LOL, but I wouldn't wish kudzu on anyone....


----------



## mlappin (Jun 25, 2009)

pack em down enough and run em thru a big square baler then burn in a power plant.

Looks like a hell of a mess though


----------



## ontario hay man (Jul 18, 2013)

I was thinking the same way or could you chop them for cow bedding?


----------



## Teslan (Aug 20, 2011)

ontario hay man said:


> I was thinking the same way or could you chop them for cow bedding?

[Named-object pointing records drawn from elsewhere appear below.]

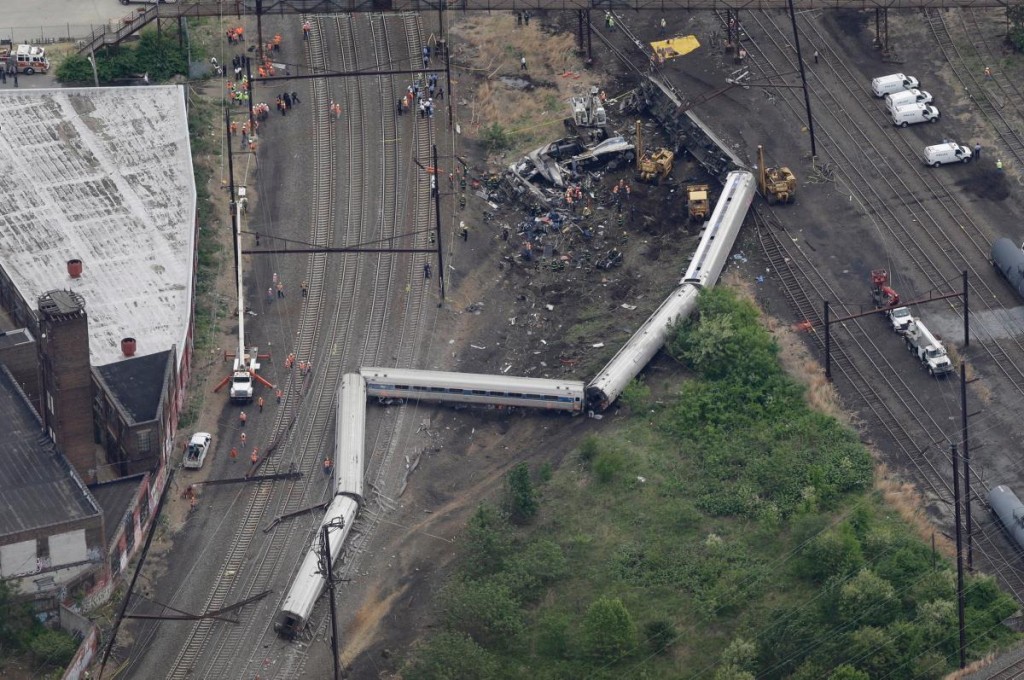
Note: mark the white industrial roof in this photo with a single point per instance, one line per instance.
(102, 175)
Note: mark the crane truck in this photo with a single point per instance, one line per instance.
(246, 367)
(927, 348)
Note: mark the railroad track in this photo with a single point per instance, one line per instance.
(973, 85)
(381, 453)
(230, 575)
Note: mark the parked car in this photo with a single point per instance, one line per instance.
(897, 99)
(197, 450)
(914, 113)
(947, 152)
(896, 82)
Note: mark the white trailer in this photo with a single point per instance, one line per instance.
(927, 348)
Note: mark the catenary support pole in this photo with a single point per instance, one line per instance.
(437, 227)
(329, 577)
(967, 315)
(259, 30)
(967, 467)
(803, 79)
(827, 345)
(960, 559)
(250, 95)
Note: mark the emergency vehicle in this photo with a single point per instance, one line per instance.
(26, 58)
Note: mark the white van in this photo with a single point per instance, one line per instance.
(896, 82)
(914, 113)
(897, 99)
(947, 152)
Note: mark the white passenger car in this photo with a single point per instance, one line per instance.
(914, 113)
(198, 448)
(947, 152)
(897, 99)
(896, 82)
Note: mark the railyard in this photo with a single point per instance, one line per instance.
(865, 202)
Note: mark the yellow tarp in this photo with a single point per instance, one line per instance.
(670, 49)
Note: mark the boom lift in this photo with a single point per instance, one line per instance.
(696, 201)
(777, 184)
(589, 117)
(246, 366)
(652, 167)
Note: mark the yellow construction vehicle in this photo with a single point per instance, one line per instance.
(696, 201)
(652, 167)
(777, 184)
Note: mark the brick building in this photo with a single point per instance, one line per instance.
(97, 277)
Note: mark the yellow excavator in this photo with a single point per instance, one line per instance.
(655, 166)
(777, 184)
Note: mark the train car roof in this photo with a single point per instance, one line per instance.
(471, 380)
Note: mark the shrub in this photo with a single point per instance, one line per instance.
(451, 655)
(607, 631)
(486, 543)
(660, 635)
(486, 610)
(520, 497)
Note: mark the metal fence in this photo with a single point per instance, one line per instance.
(45, 35)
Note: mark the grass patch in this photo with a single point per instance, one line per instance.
(734, 533)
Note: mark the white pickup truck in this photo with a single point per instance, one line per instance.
(927, 348)
(196, 453)
(900, 317)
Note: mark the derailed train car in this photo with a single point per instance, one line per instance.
(705, 268)
(348, 472)
(1010, 510)
(1009, 259)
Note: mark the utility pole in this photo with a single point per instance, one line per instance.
(437, 226)
(803, 79)
(329, 576)
(960, 559)
(967, 319)
(827, 345)
(967, 467)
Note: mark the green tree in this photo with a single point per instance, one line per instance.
(660, 635)
(484, 609)
(1015, 14)
(608, 634)
(847, 672)
(486, 543)
(520, 495)
(532, 568)
(836, 552)
(868, 599)
(740, 653)
(451, 655)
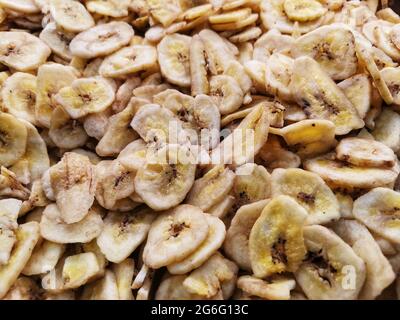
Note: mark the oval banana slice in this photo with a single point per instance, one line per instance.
(19, 96)
(129, 60)
(214, 240)
(321, 98)
(379, 210)
(22, 51)
(349, 176)
(101, 40)
(27, 236)
(310, 191)
(362, 152)
(379, 272)
(174, 235)
(173, 57)
(277, 289)
(123, 233)
(276, 241)
(211, 188)
(331, 271)
(71, 15)
(236, 244)
(51, 78)
(85, 96)
(13, 139)
(84, 231)
(74, 183)
(333, 47)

No way. Much too prickly. You'd have problems getting the stickers in their skin.


----------



## swmnhay (Jun 13, 2008)

And weed seeds would be in it then spread out in the manure all over.


----------



## Teslan (Aug 20, 2011)

mlappin said:


> pack em down enough and run em thru a big square baler then burn in a power plant.
> 
> Looks like a hell of a mess though


Actually I doubt all those tumble weeds in that picture would even make more then 3-4 bales. It would be more trouble then it's worth. But they do burn great!!


----------



## ontario hay man (Jul 18, 2013)

Ya I didnt think that far ahead lmao


----------